David Holden’s bid to have the case against him dropped was refused. The ruling means he will now stand trial for the unlawful killing of the prominent 23-year-old nationalist, who was gunned down as he passed a British Army checkpoint on February 21, 1988.

Both Holden and several members of Mr McAnespie’s family attended the hearing remotely, via videolink.

Justice O’Hara rejected a legal application made on behalf of Holden to quash the case and expressed the hope that a trial can take place before Christmas.

Mr McAnespie died after being shot in the back as he made his way to a Gaelic football match, alone and presenting no threat, in February 1988. A frequent target of British harassment, he had just walked past a British Army checkpoint at the border in Aughnacloy when he was shot and killed.

The intimidation Mr McAnespie experienced as he regularly passed through border checkpoints for work had intensified after his sister Eilish decided to run for the Tyrone County Council as a Sinn Féin candidate.

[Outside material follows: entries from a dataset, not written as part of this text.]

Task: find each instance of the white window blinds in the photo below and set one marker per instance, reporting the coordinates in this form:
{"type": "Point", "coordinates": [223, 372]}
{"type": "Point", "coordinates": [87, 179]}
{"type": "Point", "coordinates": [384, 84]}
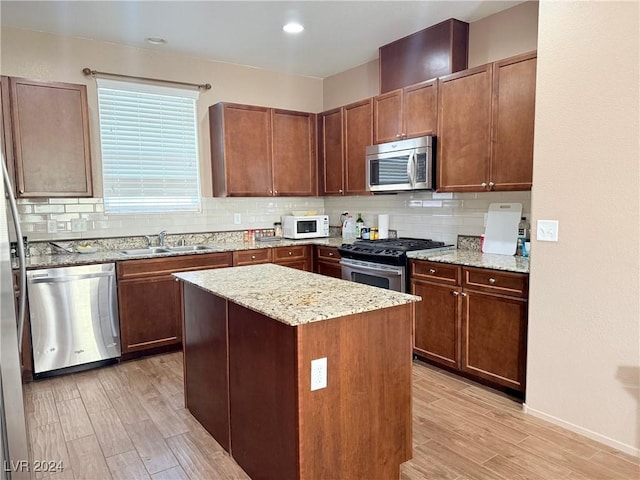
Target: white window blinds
{"type": "Point", "coordinates": [149, 144]}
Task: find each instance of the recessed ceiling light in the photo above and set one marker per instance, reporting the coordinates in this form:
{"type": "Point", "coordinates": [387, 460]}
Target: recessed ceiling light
{"type": "Point", "coordinates": [155, 40]}
{"type": "Point", "coordinates": [293, 27]}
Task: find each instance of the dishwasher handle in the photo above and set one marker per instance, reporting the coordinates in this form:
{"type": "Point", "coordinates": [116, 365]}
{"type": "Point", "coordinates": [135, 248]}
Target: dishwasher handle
{"type": "Point", "coordinates": [45, 278]}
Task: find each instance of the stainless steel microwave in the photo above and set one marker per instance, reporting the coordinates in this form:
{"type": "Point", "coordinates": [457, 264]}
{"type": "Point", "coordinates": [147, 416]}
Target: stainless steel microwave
{"type": "Point", "coordinates": [402, 165]}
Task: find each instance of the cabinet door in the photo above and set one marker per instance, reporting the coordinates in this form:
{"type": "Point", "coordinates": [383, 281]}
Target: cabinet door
{"type": "Point", "coordinates": [420, 109]}
{"type": "Point", "coordinates": [332, 160]}
{"type": "Point", "coordinates": [150, 313]}
{"type": "Point", "coordinates": [464, 126]}
{"type": "Point", "coordinates": [6, 136]}
{"type": "Point", "coordinates": [241, 150]}
{"type": "Point", "coordinates": [437, 323]}
{"type": "Point", "coordinates": [387, 117]}
{"type": "Point", "coordinates": [358, 135]}
{"type": "Point", "coordinates": [514, 91]}
{"type": "Point", "coordinates": [494, 336]}
{"type": "Point", "coordinates": [294, 153]}
{"type": "Point", "coordinates": [51, 137]}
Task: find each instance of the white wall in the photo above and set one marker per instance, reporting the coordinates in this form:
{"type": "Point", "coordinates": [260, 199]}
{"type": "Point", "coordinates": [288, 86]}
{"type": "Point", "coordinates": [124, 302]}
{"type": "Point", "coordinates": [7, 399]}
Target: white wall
{"type": "Point", "coordinates": [584, 327]}
{"type": "Point", "coordinates": [56, 58]}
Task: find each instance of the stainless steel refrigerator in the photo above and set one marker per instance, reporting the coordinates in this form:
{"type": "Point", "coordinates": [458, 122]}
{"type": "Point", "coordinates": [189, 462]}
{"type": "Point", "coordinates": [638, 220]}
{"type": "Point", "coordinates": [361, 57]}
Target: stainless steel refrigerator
{"type": "Point", "coordinates": [15, 454]}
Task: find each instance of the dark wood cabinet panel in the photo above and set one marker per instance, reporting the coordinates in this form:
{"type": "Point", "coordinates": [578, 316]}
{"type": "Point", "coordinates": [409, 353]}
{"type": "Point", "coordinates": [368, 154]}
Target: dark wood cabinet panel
{"type": "Point", "coordinates": [420, 109]}
{"type": "Point", "coordinates": [514, 90]}
{"type": "Point", "coordinates": [51, 149]}
{"type": "Point", "coordinates": [206, 381]}
{"type": "Point", "coordinates": [438, 50]}
{"type": "Point", "coordinates": [6, 134]}
{"type": "Point", "coordinates": [331, 164]}
{"type": "Point", "coordinates": [494, 338]}
{"type": "Point", "coordinates": [240, 150]}
{"type": "Point", "coordinates": [387, 117]}
{"type": "Point", "coordinates": [294, 153]}
{"type": "Point", "coordinates": [150, 313]}
{"type": "Point", "coordinates": [327, 261]}
{"type": "Point", "coordinates": [437, 323]}
{"type": "Point", "coordinates": [149, 299]}
{"type": "Point", "coordinates": [358, 124]}
{"type": "Point", "coordinates": [464, 130]}
{"type": "Point", "coordinates": [406, 113]}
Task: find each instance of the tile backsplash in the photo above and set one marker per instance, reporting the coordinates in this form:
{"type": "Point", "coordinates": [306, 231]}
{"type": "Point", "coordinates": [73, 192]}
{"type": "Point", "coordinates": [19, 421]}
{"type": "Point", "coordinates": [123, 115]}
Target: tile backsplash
{"type": "Point", "coordinates": [216, 215]}
{"type": "Point", "coordinates": [438, 216]}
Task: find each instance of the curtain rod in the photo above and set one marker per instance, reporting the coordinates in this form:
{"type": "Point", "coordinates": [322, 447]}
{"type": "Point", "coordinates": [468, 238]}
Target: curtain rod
{"type": "Point", "coordinates": [94, 73]}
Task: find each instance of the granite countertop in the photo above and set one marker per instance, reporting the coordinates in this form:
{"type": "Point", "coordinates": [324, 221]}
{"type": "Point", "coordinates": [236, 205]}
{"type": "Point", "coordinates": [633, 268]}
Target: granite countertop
{"type": "Point", "coordinates": [471, 258]}
{"type": "Point", "coordinates": [266, 289]}
{"type": "Point", "coordinates": [69, 259]}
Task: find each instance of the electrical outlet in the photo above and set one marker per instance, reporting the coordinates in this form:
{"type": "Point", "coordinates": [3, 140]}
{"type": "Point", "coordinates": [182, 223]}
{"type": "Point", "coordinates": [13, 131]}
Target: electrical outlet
{"type": "Point", "coordinates": [318, 373]}
{"type": "Point", "coordinates": [78, 225]}
{"type": "Point", "coordinates": [547, 231]}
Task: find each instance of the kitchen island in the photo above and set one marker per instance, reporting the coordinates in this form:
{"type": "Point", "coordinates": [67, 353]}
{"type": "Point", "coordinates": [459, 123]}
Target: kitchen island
{"type": "Point", "coordinates": [250, 336]}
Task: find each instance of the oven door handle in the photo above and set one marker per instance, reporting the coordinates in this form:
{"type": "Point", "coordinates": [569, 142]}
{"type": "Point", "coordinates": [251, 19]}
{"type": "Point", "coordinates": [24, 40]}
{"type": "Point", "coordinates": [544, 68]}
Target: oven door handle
{"type": "Point", "coordinates": [368, 268]}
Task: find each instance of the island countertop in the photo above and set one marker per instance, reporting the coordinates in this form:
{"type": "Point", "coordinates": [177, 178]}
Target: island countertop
{"type": "Point", "coordinates": [291, 296]}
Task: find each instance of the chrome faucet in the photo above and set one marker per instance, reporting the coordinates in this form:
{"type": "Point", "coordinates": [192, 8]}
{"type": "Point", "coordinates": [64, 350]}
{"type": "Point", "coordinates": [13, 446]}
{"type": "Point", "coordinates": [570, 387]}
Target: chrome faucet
{"type": "Point", "coordinates": [161, 236]}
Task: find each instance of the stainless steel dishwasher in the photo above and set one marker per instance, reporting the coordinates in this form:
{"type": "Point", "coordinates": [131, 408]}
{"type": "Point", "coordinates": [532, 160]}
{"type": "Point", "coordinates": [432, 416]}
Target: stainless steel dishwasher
{"type": "Point", "coordinates": [74, 318]}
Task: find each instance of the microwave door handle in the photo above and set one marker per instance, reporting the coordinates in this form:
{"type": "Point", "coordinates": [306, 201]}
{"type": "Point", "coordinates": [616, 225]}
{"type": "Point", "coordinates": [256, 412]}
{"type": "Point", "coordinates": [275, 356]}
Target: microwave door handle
{"type": "Point", "coordinates": [411, 168]}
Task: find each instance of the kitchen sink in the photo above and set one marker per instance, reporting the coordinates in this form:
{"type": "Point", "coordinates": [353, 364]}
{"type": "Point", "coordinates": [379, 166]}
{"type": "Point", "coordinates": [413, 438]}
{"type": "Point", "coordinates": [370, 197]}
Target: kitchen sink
{"type": "Point", "coordinates": [145, 251]}
{"type": "Point", "coordinates": [190, 248]}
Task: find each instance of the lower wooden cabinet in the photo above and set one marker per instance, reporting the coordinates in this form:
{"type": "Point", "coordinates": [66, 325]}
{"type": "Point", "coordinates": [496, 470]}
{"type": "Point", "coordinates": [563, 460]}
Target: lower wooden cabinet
{"type": "Point", "coordinates": [149, 299]}
{"type": "Point", "coordinates": [472, 320]}
{"type": "Point", "coordinates": [327, 261]}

Holden admitted he fired the fatal shot, but claimed his hands were wet and his finger ‘slipped’ off the trigger guard of his machine gun before the shot was fired.

He was initially charged with manslaughter but in September 1988 the charge was quietly dropped. Following an investigation by the Historical Enquires Team in 2016, the case was referred back to prosecutors and a decision was made to prosecute the former soldier on a charge of manslaughter.

It subsequently emerged that Mr McAnespie’s breastbone was removed and retained as part of alleged cover-up. A report by former deputy Garda police commissioner Eugene Crowley, commissioned by the Dublin government in 1988, has also never been released.

This week’s ruling may yet be overturned by an effort currently underway by the British government for a blanket ban on all conflict-related prosecutions, but local Sinn Féin MP Michelle Gildernew welcomed it nonetheless.

“This is a step forward for the family in the campaign for the truth of what happened to Aidan,” she said.

“It also highlights the need for the Stormont House Agreement legacy mechanisms to be implemented in full so all families bereaved by the conflict can get access to truth.

“There can be no amnesty for British state forces who murdered Irish citizens.

“The McAnespie family have never faltered in their search for the truth, and I want to commend them for their resilience, commitment, and courage.”

Darragh Mackin, of Phoenix Law, who represents the McAnespie family, said the decision “is a very significant step in the path for justice for Aidan.

“Despite....the proposals advanced by the Secretary of State regarding the past, (this) decision confirms that nobody is above the law,” he said.

“We now look forward to an early trial so that the family can finally have closure.”